第二百十六話 不機嫌な王子様
グランが生徒会の仕事も切り上げ、自室にて書類整理をしていた時だった。扉の外には護衛のように同じ制服を着た人物が立っていたが、その人物の目の前に現れたケインがとりつく前に扉を開けて入っていく。
「兄さん!」
元気よくグランに会いに来たケインだが、グランのほうから口を開いた。
「ケイン!お前、聞いたぞ。この前の成績はどうしたんだ?」
「え?何かおかしかったかな!?」
「いつも好成績だろう?」
「・・・。え!?今回も1位だったけど・・。」
「あれ?そうだったのか!?すまない・・・生徒会長が昨日、1位は別の人物だと言っていたから、ケインが順位を落としたのかと思っていた。」
「ああっ・・。あれね。」
「どうした?」
ケインは神妙な顔をしていた。
「僕が順位を落とすことなんてありえませんよ。兄さんのようになることが僕の目標ですからね。」
すぐに笑顔を向けるとグランも特に気にした様子はなかった。
「そうか。そろそろ夏休暇前になるが、学園はどうだ?そういえば、あの扉の前にいる男はお前のことを心配していたぞ?」
「あいつがですか?どうせ妹のことばかりでしょう?」
「あ~・・・否定はしない。」
困った笑顔でグランが肯定の言葉を紡ぐ。
「夏休暇といえば、パーティーのことですが・・・おそらくガイの国のほうであれば問題はないかと。」
自国でのパーティー開催では、とある人物の父親に拒絶される可能性があることを示唆している。いくら王国の指示でも、娘優先であるあの父親のことは、有名である。ゲンシュルタ国では、化け物といわれるほど魔法に関しては古い教えが今もなお残っており、どのような経緯においてもパーティー参加の意志はないだろう。そのため、ガイの国における特異体質への対応は絶対的な守りとなるだろうという計画がこの二人とガイの中では決まっていた。
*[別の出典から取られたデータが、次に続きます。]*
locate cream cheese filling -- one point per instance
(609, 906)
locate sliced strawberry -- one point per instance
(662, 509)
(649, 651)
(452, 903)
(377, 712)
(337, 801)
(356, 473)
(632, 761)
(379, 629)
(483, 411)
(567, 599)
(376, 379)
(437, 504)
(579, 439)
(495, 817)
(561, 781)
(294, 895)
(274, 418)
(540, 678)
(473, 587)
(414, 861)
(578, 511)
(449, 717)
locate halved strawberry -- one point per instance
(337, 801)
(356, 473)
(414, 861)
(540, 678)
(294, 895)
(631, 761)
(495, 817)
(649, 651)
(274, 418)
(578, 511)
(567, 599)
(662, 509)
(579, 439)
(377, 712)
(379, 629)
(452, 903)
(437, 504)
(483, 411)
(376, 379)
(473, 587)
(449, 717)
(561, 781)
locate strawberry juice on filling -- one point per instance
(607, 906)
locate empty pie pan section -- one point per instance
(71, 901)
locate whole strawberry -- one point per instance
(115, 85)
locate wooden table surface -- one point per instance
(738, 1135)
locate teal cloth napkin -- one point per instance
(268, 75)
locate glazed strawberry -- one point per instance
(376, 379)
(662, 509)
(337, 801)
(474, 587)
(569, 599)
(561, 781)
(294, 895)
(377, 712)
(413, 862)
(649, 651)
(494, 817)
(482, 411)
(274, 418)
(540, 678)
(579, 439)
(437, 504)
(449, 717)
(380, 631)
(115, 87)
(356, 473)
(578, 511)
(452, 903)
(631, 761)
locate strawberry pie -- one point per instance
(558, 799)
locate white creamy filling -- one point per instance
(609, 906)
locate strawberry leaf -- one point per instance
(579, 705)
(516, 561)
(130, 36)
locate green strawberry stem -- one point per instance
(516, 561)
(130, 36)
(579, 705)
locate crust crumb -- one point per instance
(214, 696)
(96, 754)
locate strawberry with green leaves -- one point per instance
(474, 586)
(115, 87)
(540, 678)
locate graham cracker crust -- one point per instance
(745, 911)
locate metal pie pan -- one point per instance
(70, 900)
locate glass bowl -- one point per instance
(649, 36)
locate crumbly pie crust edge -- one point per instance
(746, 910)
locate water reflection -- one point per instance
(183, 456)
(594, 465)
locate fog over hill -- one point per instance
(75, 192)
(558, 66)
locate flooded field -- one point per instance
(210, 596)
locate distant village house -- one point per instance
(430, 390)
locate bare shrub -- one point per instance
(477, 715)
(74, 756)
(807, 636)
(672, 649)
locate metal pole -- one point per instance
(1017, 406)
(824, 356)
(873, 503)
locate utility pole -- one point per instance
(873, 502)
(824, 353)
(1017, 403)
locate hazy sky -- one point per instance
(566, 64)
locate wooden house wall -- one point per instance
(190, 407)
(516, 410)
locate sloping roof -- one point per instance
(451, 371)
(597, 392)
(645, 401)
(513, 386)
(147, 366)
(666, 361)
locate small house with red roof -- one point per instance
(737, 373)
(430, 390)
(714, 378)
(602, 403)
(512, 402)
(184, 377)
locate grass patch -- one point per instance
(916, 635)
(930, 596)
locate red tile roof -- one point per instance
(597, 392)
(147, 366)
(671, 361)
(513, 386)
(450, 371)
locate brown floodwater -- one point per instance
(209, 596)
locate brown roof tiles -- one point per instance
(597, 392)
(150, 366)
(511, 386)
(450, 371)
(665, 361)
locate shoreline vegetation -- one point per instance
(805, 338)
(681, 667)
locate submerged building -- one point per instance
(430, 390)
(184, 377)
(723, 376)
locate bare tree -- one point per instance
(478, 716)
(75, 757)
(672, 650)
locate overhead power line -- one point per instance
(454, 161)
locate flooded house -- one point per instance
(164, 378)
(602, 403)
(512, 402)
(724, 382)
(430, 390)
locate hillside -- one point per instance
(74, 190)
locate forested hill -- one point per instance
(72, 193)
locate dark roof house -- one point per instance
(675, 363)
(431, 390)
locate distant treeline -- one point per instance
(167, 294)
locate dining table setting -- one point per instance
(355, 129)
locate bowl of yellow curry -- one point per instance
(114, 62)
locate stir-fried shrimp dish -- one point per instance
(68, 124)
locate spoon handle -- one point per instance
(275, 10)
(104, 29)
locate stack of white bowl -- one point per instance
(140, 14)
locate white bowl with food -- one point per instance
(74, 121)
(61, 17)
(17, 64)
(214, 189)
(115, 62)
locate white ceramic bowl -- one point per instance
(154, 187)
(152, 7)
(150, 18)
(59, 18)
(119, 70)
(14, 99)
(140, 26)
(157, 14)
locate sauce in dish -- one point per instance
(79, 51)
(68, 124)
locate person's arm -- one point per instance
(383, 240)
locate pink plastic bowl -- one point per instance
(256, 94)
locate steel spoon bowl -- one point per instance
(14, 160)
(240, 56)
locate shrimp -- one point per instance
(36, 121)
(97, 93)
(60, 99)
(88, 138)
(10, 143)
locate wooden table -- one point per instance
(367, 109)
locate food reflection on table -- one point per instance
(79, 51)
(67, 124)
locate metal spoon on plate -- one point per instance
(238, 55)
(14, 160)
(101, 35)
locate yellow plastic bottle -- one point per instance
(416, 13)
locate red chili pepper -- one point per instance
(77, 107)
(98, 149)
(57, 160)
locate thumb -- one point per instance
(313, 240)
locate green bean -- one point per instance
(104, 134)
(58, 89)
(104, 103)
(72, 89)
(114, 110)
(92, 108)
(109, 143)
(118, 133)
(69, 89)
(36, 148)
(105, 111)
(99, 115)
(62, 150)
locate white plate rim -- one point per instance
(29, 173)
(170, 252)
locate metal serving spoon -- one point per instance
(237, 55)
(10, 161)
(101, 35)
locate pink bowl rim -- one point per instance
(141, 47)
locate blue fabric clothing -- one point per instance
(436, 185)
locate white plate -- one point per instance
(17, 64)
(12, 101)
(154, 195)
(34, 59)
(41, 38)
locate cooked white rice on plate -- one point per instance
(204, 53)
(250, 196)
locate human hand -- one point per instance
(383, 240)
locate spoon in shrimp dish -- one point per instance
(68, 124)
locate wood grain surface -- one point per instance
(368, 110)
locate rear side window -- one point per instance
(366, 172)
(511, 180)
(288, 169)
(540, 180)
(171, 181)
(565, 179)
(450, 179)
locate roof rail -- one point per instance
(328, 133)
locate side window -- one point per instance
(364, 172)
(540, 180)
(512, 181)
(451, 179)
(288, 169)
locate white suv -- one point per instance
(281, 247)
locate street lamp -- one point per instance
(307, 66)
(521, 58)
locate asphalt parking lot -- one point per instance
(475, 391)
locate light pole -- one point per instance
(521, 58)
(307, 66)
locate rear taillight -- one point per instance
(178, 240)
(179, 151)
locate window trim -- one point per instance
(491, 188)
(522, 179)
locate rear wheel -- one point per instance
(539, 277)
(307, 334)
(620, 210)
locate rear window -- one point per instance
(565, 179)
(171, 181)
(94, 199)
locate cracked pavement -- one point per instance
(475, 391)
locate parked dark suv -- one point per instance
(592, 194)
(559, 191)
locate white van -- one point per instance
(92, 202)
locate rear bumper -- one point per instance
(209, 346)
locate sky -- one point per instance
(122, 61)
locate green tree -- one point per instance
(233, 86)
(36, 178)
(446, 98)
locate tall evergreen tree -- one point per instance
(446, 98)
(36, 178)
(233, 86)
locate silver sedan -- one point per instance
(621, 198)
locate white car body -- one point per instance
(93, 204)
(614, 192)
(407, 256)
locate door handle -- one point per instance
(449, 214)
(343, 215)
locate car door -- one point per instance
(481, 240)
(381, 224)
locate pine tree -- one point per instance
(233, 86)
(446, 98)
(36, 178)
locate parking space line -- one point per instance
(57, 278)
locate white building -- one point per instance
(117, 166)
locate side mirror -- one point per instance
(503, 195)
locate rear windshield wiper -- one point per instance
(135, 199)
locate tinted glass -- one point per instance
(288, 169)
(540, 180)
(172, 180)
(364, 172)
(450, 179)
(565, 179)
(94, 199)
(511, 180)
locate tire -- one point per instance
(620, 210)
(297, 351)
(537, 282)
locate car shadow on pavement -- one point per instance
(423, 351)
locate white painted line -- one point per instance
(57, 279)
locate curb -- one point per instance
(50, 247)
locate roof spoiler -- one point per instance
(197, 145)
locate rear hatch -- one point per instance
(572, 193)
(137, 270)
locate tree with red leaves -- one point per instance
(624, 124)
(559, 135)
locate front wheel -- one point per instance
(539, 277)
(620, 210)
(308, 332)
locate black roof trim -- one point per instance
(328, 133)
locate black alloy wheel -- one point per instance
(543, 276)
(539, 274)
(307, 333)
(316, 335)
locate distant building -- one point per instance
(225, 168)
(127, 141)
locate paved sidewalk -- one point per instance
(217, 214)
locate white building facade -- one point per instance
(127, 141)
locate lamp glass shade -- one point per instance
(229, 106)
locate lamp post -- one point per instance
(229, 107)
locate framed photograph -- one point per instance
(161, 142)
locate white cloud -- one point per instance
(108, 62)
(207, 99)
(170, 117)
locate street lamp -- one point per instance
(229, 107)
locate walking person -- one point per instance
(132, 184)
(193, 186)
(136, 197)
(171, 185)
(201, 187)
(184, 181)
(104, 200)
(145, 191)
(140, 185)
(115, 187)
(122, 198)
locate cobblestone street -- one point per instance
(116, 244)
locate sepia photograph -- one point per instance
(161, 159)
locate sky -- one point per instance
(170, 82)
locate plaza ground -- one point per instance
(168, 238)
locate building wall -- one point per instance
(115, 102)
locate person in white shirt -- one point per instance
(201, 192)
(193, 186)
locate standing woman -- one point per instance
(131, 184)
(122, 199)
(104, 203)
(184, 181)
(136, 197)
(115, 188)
「そうだな。あと、ガイと揉めていた案件はどうした?」
「え!?あ・・えっと、大丈夫です。ガイが不機嫌なのはいつものことなので!」
少し考えた様子を見せたが、ケインは笑ってグランに答えた。
寮の廊下では、ある一人の男が足音を隠そうともせず、一直線に目的の場所へと向かう。
とある部屋の扉の前には、一人の男が立っており、その音の主に笑顔を向ける。
「ガイ様、お二人は中においでです。どうぞ。」
そう言って目の前のガイと同じ制服を着ているはずの男は、ガイを部屋に通すとまた元の位置に戻る。しかし、ガイは一言も話すことなく不機嫌な顔でその部屋へと入って行った。
『おやおや、なにやらあのガイ様があんなにお怒りとは。』
同じ制服を着た男はそんなことを心の中で考え、扉の前に立つ。